A invasão russa da Ucrânia significou uma enxurrada de propaganda imperialista pró-ocidental na Europa Ocidental. A agressão belicista e intensificada entre os blocos imperialistas deu às classes dominantes aqui oportunidades de mudar a balança em favor do imperialismo e do rearmamento dos EUA, com uma grande mudança sendo a Suécia e a Finlândia rapidamente se candidatando para a adesão à OTAN. Como isso aconteceu e como é a resistência? Arbetarmakt, seção sueca da Liga pela Quinta Internacional, organizou recentemente uma reunião pública chamada Não ao imperialismo, não à OTAN! Após a reunião, conversamos com os camaradas da Arbetarmakt sobre os desenvolvimentos lá.
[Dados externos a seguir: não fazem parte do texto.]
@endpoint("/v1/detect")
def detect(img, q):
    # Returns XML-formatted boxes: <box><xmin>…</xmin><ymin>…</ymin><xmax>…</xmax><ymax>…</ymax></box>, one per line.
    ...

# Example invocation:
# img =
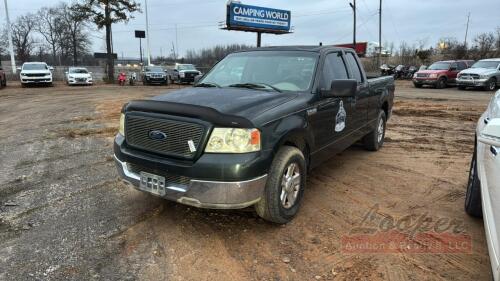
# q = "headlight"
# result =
<box><xmin>118</xmin><ymin>113</ymin><xmax>125</xmax><ymax>136</ymax></box>
<box><xmin>205</xmin><ymin>128</ymin><xmax>260</xmax><ymax>153</ymax></box>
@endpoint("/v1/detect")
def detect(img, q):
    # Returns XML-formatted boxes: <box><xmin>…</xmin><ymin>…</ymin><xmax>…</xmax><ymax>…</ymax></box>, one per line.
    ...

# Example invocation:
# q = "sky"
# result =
<box><xmin>0</xmin><ymin>0</ymin><xmax>500</xmax><ymax>57</ymax></box>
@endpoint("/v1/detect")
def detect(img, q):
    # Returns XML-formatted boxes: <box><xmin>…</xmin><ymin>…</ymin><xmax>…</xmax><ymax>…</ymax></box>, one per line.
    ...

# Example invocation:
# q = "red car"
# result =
<box><xmin>413</xmin><ymin>60</ymin><xmax>474</xmax><ymax>89</ymax></box>
<box><xmin>0</xmin><ymin>66</ymin><xmax>7</xmax><ymax>88</ymax></box>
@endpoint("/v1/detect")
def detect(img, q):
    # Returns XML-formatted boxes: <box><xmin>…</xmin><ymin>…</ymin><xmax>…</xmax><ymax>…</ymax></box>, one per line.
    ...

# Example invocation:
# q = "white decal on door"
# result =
<box><xmin>335</xmin><ymin>101</ymin><xmax>347</xmax><ymax>132</ymax></box>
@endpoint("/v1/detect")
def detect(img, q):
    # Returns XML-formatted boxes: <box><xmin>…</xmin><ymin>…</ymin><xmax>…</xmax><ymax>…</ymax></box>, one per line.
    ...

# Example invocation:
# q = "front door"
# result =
<box><xmin>308</xmin><ymin>52</ymin><xmax>355</xmax><ymax>162</ymax></box>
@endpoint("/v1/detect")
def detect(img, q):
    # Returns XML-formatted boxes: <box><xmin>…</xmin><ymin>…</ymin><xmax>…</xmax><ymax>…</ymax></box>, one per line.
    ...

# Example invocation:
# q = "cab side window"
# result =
<box><xmin>320</xmin><ymin>52</ymin><xmax>348</xmax><ymax>90</ymax></box>
<box><xmin>457</xmin><ymin>61</ymin><xmax>467</xmax><ymax>71</ymax></box>
<box><xmin>346</xmin><ymin>53</ymin><xmax>363</xmax><ymax>83</ymax></box>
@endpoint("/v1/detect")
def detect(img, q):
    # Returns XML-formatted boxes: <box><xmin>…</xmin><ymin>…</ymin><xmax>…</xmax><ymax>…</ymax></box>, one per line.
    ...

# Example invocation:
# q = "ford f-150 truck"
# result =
<box><xmin>413</xmin><ymin>60</ymin><xmax>474</xmax><ymax>89</ymax></box>
<box><xmin>114</xmin><ymin>46</ymin><xmax>394</xmax><ymax>223</ymax></box>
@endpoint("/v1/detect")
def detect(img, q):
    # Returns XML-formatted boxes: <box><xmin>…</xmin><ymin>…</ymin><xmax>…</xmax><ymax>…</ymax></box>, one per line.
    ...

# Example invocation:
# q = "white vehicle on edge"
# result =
<box><xmin>465</xmin><ymin>90</ymin><xmax>500</xmax><ymax>281</ymax></box>
<box><xmin>19</xmin><ymin>62</ymin><xmax>54</xmax><ymax>87</ymax></box>
<box><xmin>65</xmin><ymin>67</ymin><xmax>93</xmax><ymax>85</ymax></box>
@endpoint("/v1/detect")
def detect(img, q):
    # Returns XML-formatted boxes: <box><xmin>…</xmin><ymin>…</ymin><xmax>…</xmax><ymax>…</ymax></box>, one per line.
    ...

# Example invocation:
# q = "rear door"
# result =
<box><xmin>309</xmin><ymin>51</ymin><xmax>354</xmax><ymax>159</ymax></box>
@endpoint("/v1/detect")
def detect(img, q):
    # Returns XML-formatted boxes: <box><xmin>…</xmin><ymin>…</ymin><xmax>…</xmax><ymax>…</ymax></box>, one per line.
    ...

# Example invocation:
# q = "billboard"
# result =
<box><xmin>227</xmin><ymin>2</ymin><xmax>291</xmax><ymax>33</ymax></box>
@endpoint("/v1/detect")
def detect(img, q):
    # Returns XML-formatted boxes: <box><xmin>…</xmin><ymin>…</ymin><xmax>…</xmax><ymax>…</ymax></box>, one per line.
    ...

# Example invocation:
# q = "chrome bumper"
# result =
<box><xmin>115</xmin><ymin>155</ymin><xmax>267</xmax><ymax>209</ymax></box>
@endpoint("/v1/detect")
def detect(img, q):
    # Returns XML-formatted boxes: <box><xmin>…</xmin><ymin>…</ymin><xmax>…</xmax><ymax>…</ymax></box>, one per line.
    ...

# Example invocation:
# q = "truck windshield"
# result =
<box><xmin>427</xmin><ymin>62</ymin><xmax>450</xmax><ymax>70</ymax></box>
<box><xmin>177</xmin><ymin>64</ymin><xmax>196</xmax><ymax>70</ymax></box>
<box><xmin>471</xmin><ymin>61</ymin><xmax>500</xmax><ymax>69</ymax></box>
<box><xmin>200</xmin><ymin>51</ymin><xmax>319</xmax><ymax>92</ymax></box>
<box><xmin>23</xmin><ymin>63</ymin><xmax>48</xmax><ymax>70</ymax></box>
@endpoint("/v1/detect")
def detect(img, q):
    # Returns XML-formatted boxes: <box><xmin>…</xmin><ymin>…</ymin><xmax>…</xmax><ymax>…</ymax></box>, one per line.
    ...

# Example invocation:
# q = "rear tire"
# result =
<box><xmin>465</xmin><ymin>144</ymin><xmax>483</xmax><ymax>218</ymax></box>
<box><xmin>363</xmin><ymin>110</ymin><xmax>387</xmax><ymax>151</ymax></box>
<box><xmin>255</xmin><ymin>146</ymin><xmax>307</xmax><ymax>224</ymax></box>
<box><xmin>436</xmin><ymin>77</ymin><xmax>447</xmax><ymax>89</ymax></box>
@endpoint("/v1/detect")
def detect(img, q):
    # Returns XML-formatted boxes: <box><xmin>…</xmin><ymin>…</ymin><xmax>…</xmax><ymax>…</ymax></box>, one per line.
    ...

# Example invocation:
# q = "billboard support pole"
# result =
<box><xmin>139</xmin><ymin>38</ymin><xmax>142</xmax><ymax>64</ymax></box>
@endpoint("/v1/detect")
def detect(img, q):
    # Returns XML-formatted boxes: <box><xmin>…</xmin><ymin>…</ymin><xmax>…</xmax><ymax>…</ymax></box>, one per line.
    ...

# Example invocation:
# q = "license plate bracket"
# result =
<box><xmin>139</xmin><ymin>172</ymin><xmax>166</xmax><ymax>196</ymax></box>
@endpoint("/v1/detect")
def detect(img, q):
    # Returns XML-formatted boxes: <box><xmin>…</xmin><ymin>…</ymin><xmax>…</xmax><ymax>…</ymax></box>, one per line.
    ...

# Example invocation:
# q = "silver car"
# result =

GAM: Durante décadas, a Suécia e a Finlândia estiveram fora da OTAN. Por quê isso?
AM: De fato, a ideia de neutralidade em conflitos internacionais e em relação aos blocos de poder tem sido uma parte forte da auto-imagem sueca (e finlandesa) por décadas. Enquanto a situação geopolítica na Finlândia foi muito diferente durante o século 20, com a fronteira compartilhada com a União Soviética, a estratégia do imperialismo sueco foi navegar publicamente entre os EUA e o bloco stalinista, com os benefícios de não estar vinculado a nenhum deles em termos de comércio e influência internacional, enquanto na realidade, a portas fechadas, estando diretamente do lado do imperialismo dos EUA. Nas décadas de 1960 e 1970, sob a influência do aumento do radicalismo juvenil e operário, especialmente em oposição à guerra do Vietnã, a posição pragmática da social-democracia sueca mudou para uma postura mais aberta contra a agressão imperial da OTAN e dos EUA.
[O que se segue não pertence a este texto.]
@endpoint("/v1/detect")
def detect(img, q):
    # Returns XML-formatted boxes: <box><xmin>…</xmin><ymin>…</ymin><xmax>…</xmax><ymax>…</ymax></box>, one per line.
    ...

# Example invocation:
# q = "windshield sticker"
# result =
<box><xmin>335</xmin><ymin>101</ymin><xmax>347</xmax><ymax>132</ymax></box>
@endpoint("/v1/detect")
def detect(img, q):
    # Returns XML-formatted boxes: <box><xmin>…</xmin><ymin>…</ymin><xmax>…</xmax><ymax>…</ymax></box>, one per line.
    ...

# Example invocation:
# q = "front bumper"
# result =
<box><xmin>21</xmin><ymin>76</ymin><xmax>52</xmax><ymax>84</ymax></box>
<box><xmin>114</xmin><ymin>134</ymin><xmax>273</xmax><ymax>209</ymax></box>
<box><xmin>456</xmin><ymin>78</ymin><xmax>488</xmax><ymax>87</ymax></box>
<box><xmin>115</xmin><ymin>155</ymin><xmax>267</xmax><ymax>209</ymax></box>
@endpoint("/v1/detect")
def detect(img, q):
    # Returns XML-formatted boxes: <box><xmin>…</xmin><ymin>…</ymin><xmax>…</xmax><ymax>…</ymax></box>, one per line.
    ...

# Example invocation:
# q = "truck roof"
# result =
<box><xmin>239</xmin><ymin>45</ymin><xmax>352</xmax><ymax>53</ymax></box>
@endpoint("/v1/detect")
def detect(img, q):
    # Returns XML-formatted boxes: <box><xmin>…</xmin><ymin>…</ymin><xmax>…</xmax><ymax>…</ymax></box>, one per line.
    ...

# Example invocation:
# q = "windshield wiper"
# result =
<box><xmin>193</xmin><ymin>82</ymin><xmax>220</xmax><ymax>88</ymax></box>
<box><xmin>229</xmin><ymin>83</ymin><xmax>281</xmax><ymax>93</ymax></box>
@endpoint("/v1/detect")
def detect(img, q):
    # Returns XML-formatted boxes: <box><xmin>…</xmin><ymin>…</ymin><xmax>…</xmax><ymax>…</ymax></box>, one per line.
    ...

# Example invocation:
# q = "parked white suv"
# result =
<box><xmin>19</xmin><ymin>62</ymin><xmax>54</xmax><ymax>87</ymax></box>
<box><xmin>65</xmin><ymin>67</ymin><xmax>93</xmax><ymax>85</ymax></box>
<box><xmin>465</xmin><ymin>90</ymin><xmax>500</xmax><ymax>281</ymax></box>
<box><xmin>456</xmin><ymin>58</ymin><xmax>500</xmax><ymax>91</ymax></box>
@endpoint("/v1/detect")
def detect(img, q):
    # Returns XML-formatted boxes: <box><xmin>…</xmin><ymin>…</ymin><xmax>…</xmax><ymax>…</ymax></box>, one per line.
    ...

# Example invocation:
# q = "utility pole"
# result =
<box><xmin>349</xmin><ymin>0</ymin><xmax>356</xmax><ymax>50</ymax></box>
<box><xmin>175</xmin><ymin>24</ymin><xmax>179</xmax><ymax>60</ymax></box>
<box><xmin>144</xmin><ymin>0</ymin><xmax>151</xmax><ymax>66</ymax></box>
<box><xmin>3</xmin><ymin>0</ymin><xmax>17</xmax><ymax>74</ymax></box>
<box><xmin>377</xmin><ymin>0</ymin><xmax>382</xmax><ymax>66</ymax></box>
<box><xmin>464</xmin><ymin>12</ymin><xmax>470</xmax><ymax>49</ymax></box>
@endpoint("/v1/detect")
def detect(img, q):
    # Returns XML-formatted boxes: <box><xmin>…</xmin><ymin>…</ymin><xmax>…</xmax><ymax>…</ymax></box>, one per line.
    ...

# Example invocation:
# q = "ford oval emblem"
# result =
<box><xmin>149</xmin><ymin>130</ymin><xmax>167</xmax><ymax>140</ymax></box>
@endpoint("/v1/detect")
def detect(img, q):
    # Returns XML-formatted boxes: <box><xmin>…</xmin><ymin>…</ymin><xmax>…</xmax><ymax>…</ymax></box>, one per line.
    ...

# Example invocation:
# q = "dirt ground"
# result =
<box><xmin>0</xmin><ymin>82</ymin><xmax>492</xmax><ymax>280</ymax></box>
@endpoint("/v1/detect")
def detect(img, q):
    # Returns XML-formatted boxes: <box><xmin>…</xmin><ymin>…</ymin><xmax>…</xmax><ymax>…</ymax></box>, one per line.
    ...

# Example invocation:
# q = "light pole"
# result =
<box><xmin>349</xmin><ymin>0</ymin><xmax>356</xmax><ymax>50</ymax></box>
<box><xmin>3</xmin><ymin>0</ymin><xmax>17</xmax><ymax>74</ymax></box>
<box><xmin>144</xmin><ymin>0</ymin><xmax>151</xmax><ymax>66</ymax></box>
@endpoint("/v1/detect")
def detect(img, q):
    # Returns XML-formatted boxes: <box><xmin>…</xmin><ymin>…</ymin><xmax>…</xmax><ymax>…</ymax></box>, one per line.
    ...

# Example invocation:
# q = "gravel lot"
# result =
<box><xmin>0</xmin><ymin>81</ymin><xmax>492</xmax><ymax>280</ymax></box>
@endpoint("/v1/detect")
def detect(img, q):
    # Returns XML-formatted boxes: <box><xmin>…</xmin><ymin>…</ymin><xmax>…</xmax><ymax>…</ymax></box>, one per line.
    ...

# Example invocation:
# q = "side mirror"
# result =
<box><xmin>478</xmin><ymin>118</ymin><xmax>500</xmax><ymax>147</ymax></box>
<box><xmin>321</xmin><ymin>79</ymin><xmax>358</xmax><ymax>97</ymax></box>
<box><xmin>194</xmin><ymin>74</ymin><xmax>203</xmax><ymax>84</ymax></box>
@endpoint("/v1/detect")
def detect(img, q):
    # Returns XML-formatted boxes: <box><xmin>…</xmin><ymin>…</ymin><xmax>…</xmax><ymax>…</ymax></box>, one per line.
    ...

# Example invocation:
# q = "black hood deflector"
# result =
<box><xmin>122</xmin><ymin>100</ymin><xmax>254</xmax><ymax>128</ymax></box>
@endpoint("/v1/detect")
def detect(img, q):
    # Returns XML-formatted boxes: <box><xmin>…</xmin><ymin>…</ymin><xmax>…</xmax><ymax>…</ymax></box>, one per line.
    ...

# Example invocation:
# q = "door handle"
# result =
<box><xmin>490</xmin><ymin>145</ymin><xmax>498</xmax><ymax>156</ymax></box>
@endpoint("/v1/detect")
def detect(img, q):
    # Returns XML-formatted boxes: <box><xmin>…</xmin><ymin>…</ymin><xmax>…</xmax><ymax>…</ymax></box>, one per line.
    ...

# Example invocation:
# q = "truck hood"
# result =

GAM: Por que e como foi abandonada a posição de neutralidade formal?
AM: Enquanto a suposta “neutralidade” sueca era principalmente uma farsa, e cada vez mais exposta como tal, a ideia da Suécia como um país neutro, até mesmo como uma “superpotência humanitária”, permaneceu nas mentes dos eleitores social-democratas e em camadas da classe trabalhadora, bem em nosso tempo. Isso era verdade mesmo quando os governos, durante a década de 1990, lenta mas seguramente trouxeram a Suécia mais abertamente para a aliança ocidental. Passos significativos na erosão da neutralidade formal sueca foram a adesão à Parceria pela Paz (1994), a adesão à UE (1995) e, mais importante, o Memorando de Entendimento, aprovado no parlamento em 2016, o que significava que o caminho para aceitar o apoio da OTAN em o caso de uma crise foi aberto, além de permitir que as forças da OTAN realizassem exercícios em território sueco. Importante notar também é a participação sueca em intervenções lideradas pela OTAN no Afeganistão, Kosovo e Iraque. Publicamente, e para os eleitores, tudo isso foi combinado com a retórica sobre “200 anos de paz” (aparentemente descontando a participação direta da Suécia e/ou lucrando com as guerras imperialistas no exterior) e sobre como “a neutralidade serviu bem à Suécia”.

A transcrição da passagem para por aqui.